Our old friends, weak ETags

I just received an interesting bug report on REDbot; <https://github.com/mnot/redbot/issues/109>

"""
When an ETag is marked weak with "W/", it need not change across different content encodings. "Weak" means the entity is semantically equivalent but not bit-equivalent. But Redbot complains that it doesn't change with different content encodings.
"""

Looking into this, a couple of things pop up:

1) The obvious question, whether two different *negotiated* representations of the same resource can (or should) have the same weak ETag. Our current definition is this:

"""
In contrast, a "weak validator" is a representation metadata value that might not be changed for every change to the representation data. This weakness might be due to limitations in how the value is calculated, such as clock resolution or an inability to ensure uniqueness for all possible representations of the resource, or due to a desire by the resource owner to group representations by some self-determined set of equivalency rather than unique sequences of data. An origin server should change a weak entity-tag whenever it considers prior representations to be unacceptable as a substitute for the current representation. In other words, a weak entity-tag ought to change whenever the origin server wants caches to invalidate old responses.
""" <https://svn.tools.ietf.org/svn/wg/httpbis/draft-ietf-httpbis/latest/p4-conditional.html#weak.and.strong.validators>

Strictly speaking, I don't think this is a problem for caches; following the rules for reusing a stored response <https://svn.tools.ietf.org/svn/wg/httpbis/draft-ietf-httpbis/latest/p6-cache.html#constructing.responses.from.caches>, a cache doesn't use the ETag to select a representation (what we used to call a variant) from a pool of many. 

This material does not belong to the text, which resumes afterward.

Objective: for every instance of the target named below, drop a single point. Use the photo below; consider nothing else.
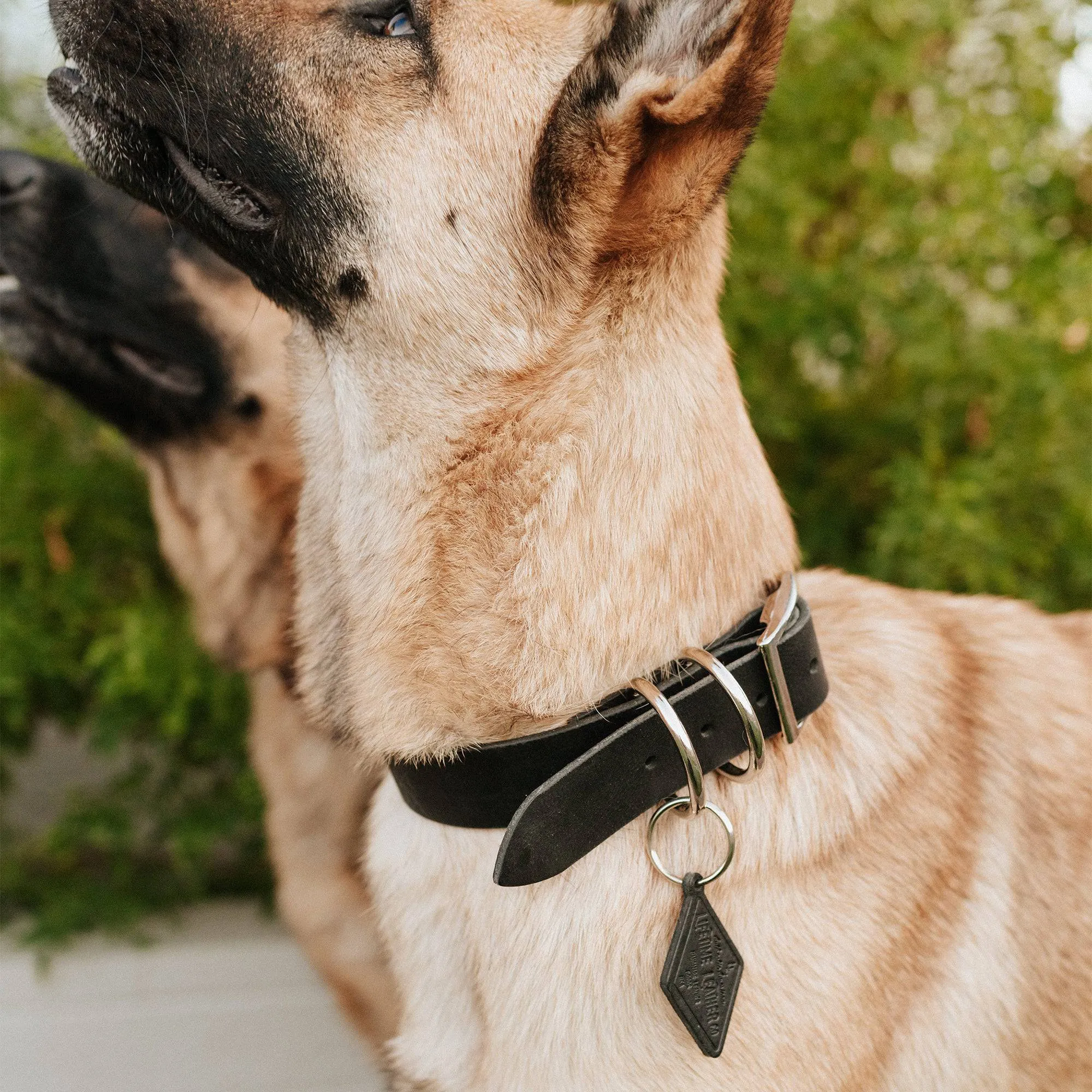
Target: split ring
(679, 802)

Having said that, I'm still a bit uneasy. An ETag is supposed to be scoped to an entire resource, not just the selected representation. Because the response is negotiated, I'm tempted to argue that a compressed response is NOT semantically equivalent to an uncompressed one, just as a French response isn't equivalent to an English one, because the client has stated they don't understand English.

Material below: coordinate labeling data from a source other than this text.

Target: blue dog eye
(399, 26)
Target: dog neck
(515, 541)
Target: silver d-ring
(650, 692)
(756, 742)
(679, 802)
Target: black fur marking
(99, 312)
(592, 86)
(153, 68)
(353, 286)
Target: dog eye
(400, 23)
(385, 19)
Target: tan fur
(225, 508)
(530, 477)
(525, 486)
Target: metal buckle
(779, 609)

Thoughts? Is it worth clarifying this, or is it acceptable to have two different negotiated representations of the same resource share a weak ETag?


2) In the definitions of If-Match and If-None-Match, we don't specify whether the weak or strong comparison function is to be used when these validations actually occur, although we spend a lot of text on when to use weak vs. strong ETags themselves. 

Now, you might say that an origin server can decide whether to use the weak or strong function, but an intermediary or client cache doesn't have license to do weak comparison, and could cause a lot of trouble if it did. AFAICT we don't specify this, but I think we should.

Again, thoughts?

Thanks,

--
Mark Nottingham   http://www.mnot.net/

Received on Friday, 20 July 2012 03:26:26 UTC